Rejoignez les pour empêcher le démantèlement du Lycée professionnel et de l’enseignement général, car M. Blanquer C’est :

- 50 000 postes en moins d’ici 2022 alors que les enseignants crient leur désarroi depuis tant de décennies, dénonçant notamment un manque de moyens patent mettant en péril leur sécurité ainsi que celle des élèves.
- Un enseignement au rabais : 2 600 suppressions de postes annoncées dans le secondaire pour la rentrée prochaine, signifiant des classes surchargées et moins d’heures d’enseignement.
- Une orientation précoce : Sommation de choisir 3 spécialités décidant de l’orientation post-bac des élèves de seconde dès le premier trimestre. Qu’adviendra-t-il des élèves qui voudront changer de spécialité ?
- Un parcours au lycée anxiogène : Outre la pression créée par une orientation précoce et à l’aveugle, les élèves seront soumis à une évaluation permanente dont il va sans dire qu’elle sera pour eux source de de stress.
- Plus de choix en théorie, moins d’égalité dans la pratique : Toutes les spécialités ne seront pas dispensées dans tous les établissements.
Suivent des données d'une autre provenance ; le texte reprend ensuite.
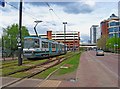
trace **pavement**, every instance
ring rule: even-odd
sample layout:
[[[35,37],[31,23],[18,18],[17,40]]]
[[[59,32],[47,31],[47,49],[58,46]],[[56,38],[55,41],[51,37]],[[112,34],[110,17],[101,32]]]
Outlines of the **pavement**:
[[[17,79],[2,77],[3,85]],[[75,80],[25,79],[10,87],[118,87],[118,56],[87,51],[81,55]]]

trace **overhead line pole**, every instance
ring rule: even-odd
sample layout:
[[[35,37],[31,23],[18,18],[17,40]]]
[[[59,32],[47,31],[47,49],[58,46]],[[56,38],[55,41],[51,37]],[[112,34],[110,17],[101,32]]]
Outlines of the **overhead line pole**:
[[[64,24],[64,52],[66,53],[65,43],[66,43],[66,24],[67,24],[67,22],[63,22],[63,24]]]
[[[22,65],[22,0],[20,0],[20,10],[19,10],[19,37],[18,37],[18,66]]]

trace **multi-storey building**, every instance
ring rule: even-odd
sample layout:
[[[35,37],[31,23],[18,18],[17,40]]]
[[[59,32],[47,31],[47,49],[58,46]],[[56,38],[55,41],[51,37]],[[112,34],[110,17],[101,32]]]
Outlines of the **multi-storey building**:
[[[100,38],[100,29],[98,25],[92,25],[90,28],[90,43],[94,44]]]
[[[100,23],[101,26],[101,35],[108,36],[109,38],[113,36],[120,37],[120,26],[119,26],[119,17],[115,14],[112,14],[107,20],[104,20]]]
[[[108,36],[108,20],[104,20],[100,23],[101,36]]]
[[[65,35],[63,31],[47,31],[47,35],[41,37],[65,43],[68,50],[78,50],[80,46],[80,33],[76,31],[67,31]]]
[[[120,37],[120,26],[118,17],[112,14],[110,18],[108,18],[108,21],[109,37]]]

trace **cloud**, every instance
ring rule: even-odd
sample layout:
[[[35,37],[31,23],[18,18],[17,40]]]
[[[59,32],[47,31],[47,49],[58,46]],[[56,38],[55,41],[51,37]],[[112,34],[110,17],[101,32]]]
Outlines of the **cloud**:
[[[89,40],[88,34],[81,34],[81,36],[80,36],[81,42],[88,43],[88,40]]]
[[[56,2],[50,4],[62,6],[63,11],[68,14],[91,13],[95,5],[95,3],[90,2]]]
[[[88,1],[88,0],[87,0]],[[80,14],[80,13],[91,13],[94,9],[95,2],[81,1],[81,2],[50,2],[49,5],[58,5],[62,10],[68,14]],[[30,2],[32,5],[36,6],[47,6],[45,2]],[[46,4],[46,5],[45,5]]]
[[[80,14],[80,13],[90,13],[93,11],[93,8],[91,8],[87,4],[69,3],[64,7],[63,10],[68,14]]]

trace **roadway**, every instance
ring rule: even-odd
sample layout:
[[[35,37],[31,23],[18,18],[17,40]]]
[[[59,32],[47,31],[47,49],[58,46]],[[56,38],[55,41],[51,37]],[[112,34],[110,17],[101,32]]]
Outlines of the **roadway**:
[[[86,51],[81,54],[75,82],[31,79],[29,85],[36,81],[32,87],[118,87],[118,61],[118,55],[114,53],[96,56],[95,51]],[[11,87],[29,87],[25,81],[28,80],[13,84]]]
[[[105,53],[105,56],[96,56],[95,51],[84,52],[77,78],[80,87],[117,87],[118,55]]]
[[[95,51],[82,53],[76,80],[74,83],[63,81],[60,86],[118,87],[118,55],[105,53],[105,56],[96,56]]]

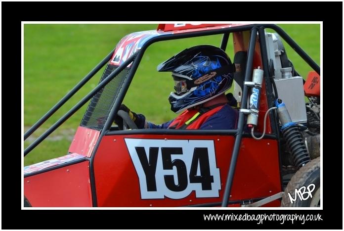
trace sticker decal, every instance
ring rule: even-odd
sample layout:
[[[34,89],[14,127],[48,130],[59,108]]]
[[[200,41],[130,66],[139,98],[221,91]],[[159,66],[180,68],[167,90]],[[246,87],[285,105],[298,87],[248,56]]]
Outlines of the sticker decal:
[[[125,139],[142,199],[218,197],[214,140]]]

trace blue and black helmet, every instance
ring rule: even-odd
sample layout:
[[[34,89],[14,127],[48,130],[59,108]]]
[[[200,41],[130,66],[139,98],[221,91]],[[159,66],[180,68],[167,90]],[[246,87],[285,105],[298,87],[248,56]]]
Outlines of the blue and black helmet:
[[[158,71],[171,71],[175,92],[169,101],[177,113],[207,102],[232,86],[234,68],[218,47],[201,45],[186,49],[158,66]]]

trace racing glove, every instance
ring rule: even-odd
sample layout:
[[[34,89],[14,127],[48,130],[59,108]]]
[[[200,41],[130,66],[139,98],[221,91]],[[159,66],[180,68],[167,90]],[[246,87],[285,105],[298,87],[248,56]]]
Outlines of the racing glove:
[[[125,104],[122,104],[121,105],[119,111],[120,110],[123,110],[123,111],[128,113],[129,114],[129,116],[130,117],[130,119],[131,119],[133,121],[135,122],[136,119],[137,119],[137,115],[135,112],[130,111],[130,110]],[[116,123],[118,125],[122,125],[123,124],[123,119],[121,118],[120,116],[116,115],[115,119],[114,119],[114,122],[115,122],[115,123]]]

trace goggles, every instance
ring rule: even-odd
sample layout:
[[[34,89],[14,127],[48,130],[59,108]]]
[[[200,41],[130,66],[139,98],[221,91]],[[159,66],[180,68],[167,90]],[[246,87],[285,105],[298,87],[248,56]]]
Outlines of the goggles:
[[[174,81],[174,90],[178,95],[181,95],[189,91],[186,84],[186,80],[179,79],[172,76]]]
Faudra-t-il qu’ils s’équipent de bons souliers ?

À l'heure où l'on fête les 30 ans du lycée professionnel, qui a ouvert des perspectives professionnalisantes et attractives pour nombre d'élèves, ce dernier n'est pas sans subir également l'assaut du ministre de l'éducation nationale. La réforme de la voie professionnelle, qui impliquerait, entre autres, la réduction du choix des filières en proposant des "familles de métiers" et le mélange dans une même classe d'apprentis salariés et d'élèves en formation initiale, conduirait à une nette détérioration des conditions de travail des élèves, ainsi qu'à la suppression de 2 500 postes d'enseignants titulaires. 


Rejoignez ce mouvement de contestation pour sauver l’éducation nationale de ce naufrage annoncé, et par voie de fait, sauver les jeunes étudiants qui sont à bord de ce navire en péril.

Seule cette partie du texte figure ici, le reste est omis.